Valuation will be based on the weighted average price of the last half hour of trading on the last trading day of every quarter against the last traded price earlier

In a bid to prevent the possibility of manipulation in the prices of securities, especially government securities (G-Secs), on the last trading day of a quarter, the Reserve Bank of India has changed the methodology used by debt market players, including banks and primary dealers, for their valuation.

As per a central bank directive, security/bond valuation will be based on the weighted average price of the last half-an-hour of trading on the last trading day of every quarter against the last traded price earlier.

The methodology as to how the bonds are valued is crucial for mark-to-market (MTM) purposes. MTM entails recording the price or value of a security to reflect the current market value rather than the book value.

“Earlier, the last traded rate on the last working day of a quarter used to be taken for valuation. So, one could always manipulate the trade.

“Now, the weighted average rate in the last 30 minutes of trading on the last working day of a quarter will be the rate that will be taken for the purpose of MTM,” said a top public sector bank official.

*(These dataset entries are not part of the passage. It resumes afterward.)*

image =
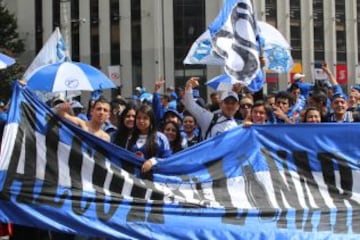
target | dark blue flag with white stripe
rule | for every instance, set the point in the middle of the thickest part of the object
(262, 182)
(234, 38)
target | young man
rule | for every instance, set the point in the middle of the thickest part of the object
(100, 113)
(212, 124)
(281, 110)
(339, 106)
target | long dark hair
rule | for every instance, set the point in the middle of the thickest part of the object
(151, 145)
(176, 144)
(123, 133)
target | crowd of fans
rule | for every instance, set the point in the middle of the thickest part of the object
(154, 126)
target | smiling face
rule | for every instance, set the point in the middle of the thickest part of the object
(129, 120)
(170, 131)
(258, 114)
(313, 116)
(100, 112)
(229, 106)
(189, 124)
(339, 105)
(283, 104)
(143, 122)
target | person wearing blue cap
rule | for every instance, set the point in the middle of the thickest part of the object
(3, 114)
(212, 124)
(339, 106)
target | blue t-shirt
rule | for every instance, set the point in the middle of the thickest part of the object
(163, 151)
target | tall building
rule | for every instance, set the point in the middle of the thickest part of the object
(150, 38)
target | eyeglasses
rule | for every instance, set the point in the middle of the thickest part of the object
(246, 105)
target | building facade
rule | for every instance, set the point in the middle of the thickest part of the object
(150, 38)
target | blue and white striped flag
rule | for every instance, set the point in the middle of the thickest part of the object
(247, 183)
(234, 33)
(53, 51)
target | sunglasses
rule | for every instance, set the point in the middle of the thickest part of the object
(246, 105)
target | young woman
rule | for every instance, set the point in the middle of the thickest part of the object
(173, 134)
(192, 133)
(312, 115)
(146, 142)
(126, 124)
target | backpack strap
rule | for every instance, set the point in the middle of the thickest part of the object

Emphasising that this move is to normalise any aberration, the banker quoted above explained that the RBI has made the change so that there is no manipulation of the last trade by a cartel of banks.

Three categories

Banks classify their investment in securities under three categories — held to maturity (HTM), Available For Sale (AFS), and Held For Trading (HFT). Investments in the HTM category need not be marked to market as they are held till maturity.

Investments in the AFS category are marked to market at quarterly or at more frequent intervals. Securities are classified under the AFS category if a bank intends to sell them before maturity. Net depreciation, if any, is provided for, while net appreciation, if any, is ignored.

Investments in the HFT category have to be sold within 90 days of investment and are marked to market at monthly or at more frequent intervals and provided for as in the case of those in the AFS category.

A chief dealer with a public sector bank said: “The Fixed Income Money Market and Derivatives Association of India suggested this (change in methodology) as there will be more transparency.

“If somebody wants to have a good valuation and hits even one trade at a high price, it will distort the yield of the entire portfolio. Following the change, manipulation will be difficult.”